Wracają do korzeni śremskiego rocka
Tak, tak… Cześć naszej redakcji to już dinozaury, które pamiętają odległe lata 90-te i rockowe imprezy w dawnej sali widowiskowej przy OŻ. Wówczas, obok takich legend jak Sweet Noise czy Acid Drinkers, grały śremskie kapele. I dokładnie ten sam klimat poczuliśmy w piątkowy wieczór w Muzeum Śremskim, które udostępniło swą scenę młodzieży z rockowym pazurem.
W piątek, 23 września odbyła się już druga odsłona cyklu „Muzobiady”. Pierwsza, w tajemnicy, lecz z ogromnym powodzeniem, odbyła się podczas wakacyjnych spotkań nad śremskim zalewem.

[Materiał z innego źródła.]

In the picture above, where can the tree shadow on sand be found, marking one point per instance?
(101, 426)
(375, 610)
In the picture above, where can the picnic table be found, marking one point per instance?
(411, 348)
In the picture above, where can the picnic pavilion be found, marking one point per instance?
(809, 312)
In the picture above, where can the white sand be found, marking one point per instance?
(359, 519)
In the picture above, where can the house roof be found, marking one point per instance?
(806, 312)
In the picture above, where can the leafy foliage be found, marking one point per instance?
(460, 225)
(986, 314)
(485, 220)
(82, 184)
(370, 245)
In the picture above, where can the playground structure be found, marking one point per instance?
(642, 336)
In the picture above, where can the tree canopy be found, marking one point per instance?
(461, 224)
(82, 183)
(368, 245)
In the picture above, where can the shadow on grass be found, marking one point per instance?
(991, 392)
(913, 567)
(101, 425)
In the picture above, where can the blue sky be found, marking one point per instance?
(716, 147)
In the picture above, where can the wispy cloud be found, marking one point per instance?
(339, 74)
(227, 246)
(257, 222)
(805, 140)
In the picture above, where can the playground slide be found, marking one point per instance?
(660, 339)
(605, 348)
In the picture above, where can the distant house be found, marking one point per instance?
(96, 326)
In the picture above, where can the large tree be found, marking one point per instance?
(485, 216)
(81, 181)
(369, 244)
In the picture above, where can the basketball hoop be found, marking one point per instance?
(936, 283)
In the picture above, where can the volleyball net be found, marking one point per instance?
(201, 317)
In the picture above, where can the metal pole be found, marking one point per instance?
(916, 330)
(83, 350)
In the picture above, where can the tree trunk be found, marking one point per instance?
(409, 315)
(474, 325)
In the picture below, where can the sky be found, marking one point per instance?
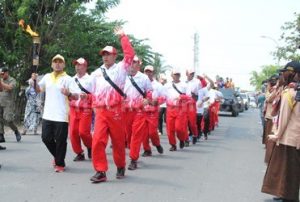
(230, 42)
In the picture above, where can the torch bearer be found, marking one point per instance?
(35, 48)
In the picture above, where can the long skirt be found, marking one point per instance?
(267, 130)
(282, 178)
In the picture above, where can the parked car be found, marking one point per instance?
(230, 102)
(252, 102)
(246, 100)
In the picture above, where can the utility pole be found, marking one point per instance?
(277, 46)
(196, 53)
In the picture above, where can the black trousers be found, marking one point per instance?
(162, 118)
(54, 136)
(199, 120)
(206, 122)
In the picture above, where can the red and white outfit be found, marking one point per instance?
(177, 111)
(108, 112)
(193, 86)
(135, 114)
(81, 115)
(152, 113)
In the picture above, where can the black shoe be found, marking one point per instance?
(181, 144)
(2, 139)
(99, 177)
(195, 140)
(120, 173)
(90, 153)
(173, 148)
(79, 157)
(186, 143)
(147, 153)
(132, 165)
(160, 149)
(18, 136)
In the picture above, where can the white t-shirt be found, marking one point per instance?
(56, 104)
(202, 94)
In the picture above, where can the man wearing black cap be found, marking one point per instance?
(7, 115)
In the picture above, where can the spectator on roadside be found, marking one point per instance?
(282, 176)
(56, 110)
(33, 109)
(7, 114)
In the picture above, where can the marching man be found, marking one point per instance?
(108, 95)
(193, 85)
(137, 88)
(152, 113)
(177, 95)
(81, 110)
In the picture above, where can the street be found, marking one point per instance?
(228, 167)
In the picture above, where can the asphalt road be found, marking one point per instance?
(228, 167)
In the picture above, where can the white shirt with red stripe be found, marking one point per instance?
(104, 94)
(173, 97)
(86, 82)
(194, 85)
(134, 98)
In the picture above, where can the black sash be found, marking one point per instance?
(137, 87)
(81, 87)
(177, 89)
(106, 77)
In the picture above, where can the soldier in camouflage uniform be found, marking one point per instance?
(7, 115)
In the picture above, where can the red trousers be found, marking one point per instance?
(80, 128)
(108, 123)
(192, 119)
(176, 123)
(217, 111)
(129, 114)
(213, 115)
(151, 132)
(138, 128)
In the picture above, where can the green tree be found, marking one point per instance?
(291, 38)
(65, 27)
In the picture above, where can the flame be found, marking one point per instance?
(27, 28)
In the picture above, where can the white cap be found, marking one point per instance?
(149, 68)
(190, 71)
(80, 61)
(58, 57)
(176, 71)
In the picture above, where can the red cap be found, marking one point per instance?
(80, 61)
(108, 49)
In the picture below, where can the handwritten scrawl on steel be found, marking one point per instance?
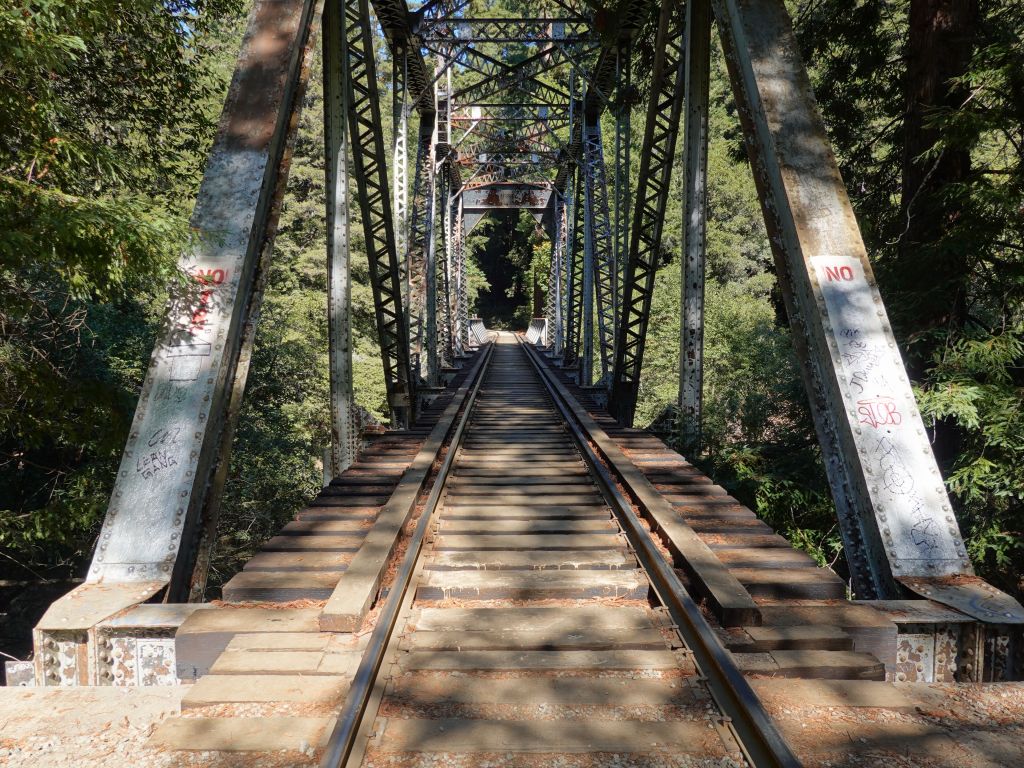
(903, 481)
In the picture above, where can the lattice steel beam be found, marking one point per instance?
(624, 140)
(898, 525)
(460, 333)
(526, 31)
(600, 241)
(553, 299)
(169, 482)
(648, 221)
(370, 166)
(344, 428)
(423, 335)
(395, 23)
(577, 252)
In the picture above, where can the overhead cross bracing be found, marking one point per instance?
(483, 123)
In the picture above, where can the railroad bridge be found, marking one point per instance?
(511, 569)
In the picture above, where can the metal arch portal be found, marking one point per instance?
(493, 135)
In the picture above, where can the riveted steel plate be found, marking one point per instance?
(19, 674)
(970, 595)
(912, 510)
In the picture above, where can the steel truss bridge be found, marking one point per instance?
(548, 130)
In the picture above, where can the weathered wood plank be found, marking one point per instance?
(547, 735)
(532, 585)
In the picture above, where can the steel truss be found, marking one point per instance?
(506, 30)
(899, 529)
(651, 197)
(599, 241)
(576, 297)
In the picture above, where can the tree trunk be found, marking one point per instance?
(933, 270)
(939, 48)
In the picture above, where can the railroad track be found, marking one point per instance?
(532, 616)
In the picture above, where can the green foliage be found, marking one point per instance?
(107, 108)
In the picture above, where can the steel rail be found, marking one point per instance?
(757, 736)
(347, 726)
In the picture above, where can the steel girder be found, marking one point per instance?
(576, 250)
(370, 165)
(423, 279)
(624, 108)
(344, 435)
(394, 19)
(524, 111)
(648, 221)
(600, 242)
(506, 30)
(444, 340)
(399, 171)
(553, 302)
(460, 333)
(162, 515)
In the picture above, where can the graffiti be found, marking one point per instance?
(212, 279)
(164, 437)
(152, 463)
(171, 392)
(879, 412)
(898, 481)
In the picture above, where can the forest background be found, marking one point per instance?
(109, 107)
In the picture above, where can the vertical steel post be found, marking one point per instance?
(553, 302)
(653, 187)
(399, 171)
(420, 257)
(461, 331)
(601, 240)
(430, 269)
(343, 425)
(894, 514)
(370, 169)
(587, 346)
(570, 256)
(175, 459)
(694, 221)
(578, 261)
(624, 109)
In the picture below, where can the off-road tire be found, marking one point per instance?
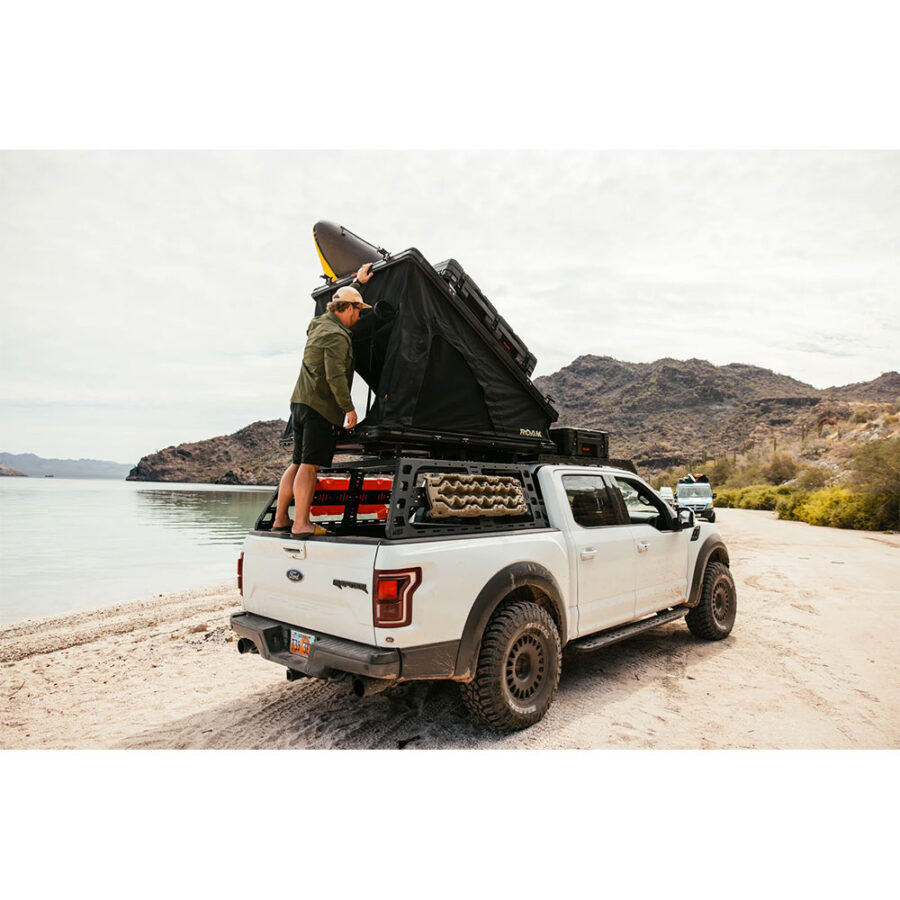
(713, 617)
(518, 668)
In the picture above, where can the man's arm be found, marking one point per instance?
(362, 276)
(335, 360)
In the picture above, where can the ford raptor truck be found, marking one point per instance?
(482, 573)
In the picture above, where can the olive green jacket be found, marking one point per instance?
(327, 371)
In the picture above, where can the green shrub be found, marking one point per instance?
(843, 508)
(757, 496)
(727, 497)
(781, 468)
(813, 478)
(787, 505)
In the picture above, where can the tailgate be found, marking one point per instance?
(315, 584)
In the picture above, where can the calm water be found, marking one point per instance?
(68, 545)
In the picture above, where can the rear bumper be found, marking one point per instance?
(327, 655)
(330, 655)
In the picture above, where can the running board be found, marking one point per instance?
(614, 635)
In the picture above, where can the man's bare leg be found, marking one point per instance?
(304, 489)
(285, 493)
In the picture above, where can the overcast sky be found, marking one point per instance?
(152, 298)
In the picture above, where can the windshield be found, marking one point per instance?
(694, 490)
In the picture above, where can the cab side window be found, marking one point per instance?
(643, 507)
(590, 501)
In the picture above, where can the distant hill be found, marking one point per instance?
(37, 466)
(249, 456)
(668, 412)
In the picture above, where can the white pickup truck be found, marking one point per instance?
(407, 588)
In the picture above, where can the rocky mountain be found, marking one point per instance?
(249, 456)
(885, 388)
(668, 412)
(38, 466)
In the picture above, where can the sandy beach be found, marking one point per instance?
(812, 663)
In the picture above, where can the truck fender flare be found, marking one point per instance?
(711, 550)
(512, 578)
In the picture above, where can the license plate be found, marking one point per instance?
(301, 642)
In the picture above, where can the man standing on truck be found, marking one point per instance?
(320, 401)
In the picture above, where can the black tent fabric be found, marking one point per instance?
(432, 365)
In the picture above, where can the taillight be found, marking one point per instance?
(392, 596)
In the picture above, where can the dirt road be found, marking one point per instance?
(812, 663)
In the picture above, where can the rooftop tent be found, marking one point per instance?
(436, 372)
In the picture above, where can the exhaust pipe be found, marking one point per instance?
(365, 687)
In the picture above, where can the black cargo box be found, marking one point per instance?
(465, 288)
(581, 442)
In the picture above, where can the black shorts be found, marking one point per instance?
(314, 436)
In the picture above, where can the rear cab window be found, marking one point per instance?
(642, 504)
(591, 501)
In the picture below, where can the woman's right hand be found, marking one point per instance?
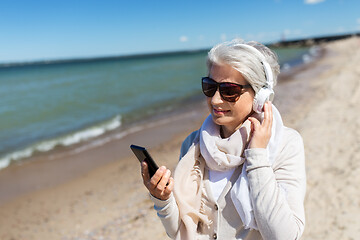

W piątkowy wieczór, przed liczną śremską publicznością, którą stanowili przyjaciele i najbliżsi wykonawców, zagrali: O.S.CH, Pola Szczebel, RÓJ, PETROL oraz D’GENERACJA (Poznań).
Fot. D. GórnaA jak to się zaczęło?
To pytanie zadaliśmy Kacprowi Hetmanowskiemu, 20-latkowi z Dalewa, niedoszłemu leśniczemu i przyszłemu menadżerowi, który współorganizował piątkowe wydarzenie.
– Spotkaliśmy się dziś, by posłuchać dobrej muzyki i dobrze się bawić. Chyba o to chodzi w życiu… Wpadliśmy na pomysł, by zorganizować koncert rockowy, bo Śrem jest martwy pod tym względem. Śrem muzycznie umarł. Nic się nie dzieje dla młodzieży. Dlatego postanowiliśmy coś zorganizować. To już jest nasze drugie podejście. Pierwsze miało miejsce podczas wakacji nad zalewem. Tam spotykaliśmy się na tzw. „obiady czwartkowe”, kiedy wspólnie rozmawialiśmy, piliśmy piwo i graliśmy rockowe kawałki. A w zasadzie to trwa już od trzech lat. Zdarzało się, że spotykaliśmy się nawet pod mostem. Kupiliśmy samowar, w którym przyrządzaliśmy herbatę i tak stwierdziliśmy, że jest już tak fajna ekipa, że wypadałoby coś zrobić. I się udało! – wspomina Kacper.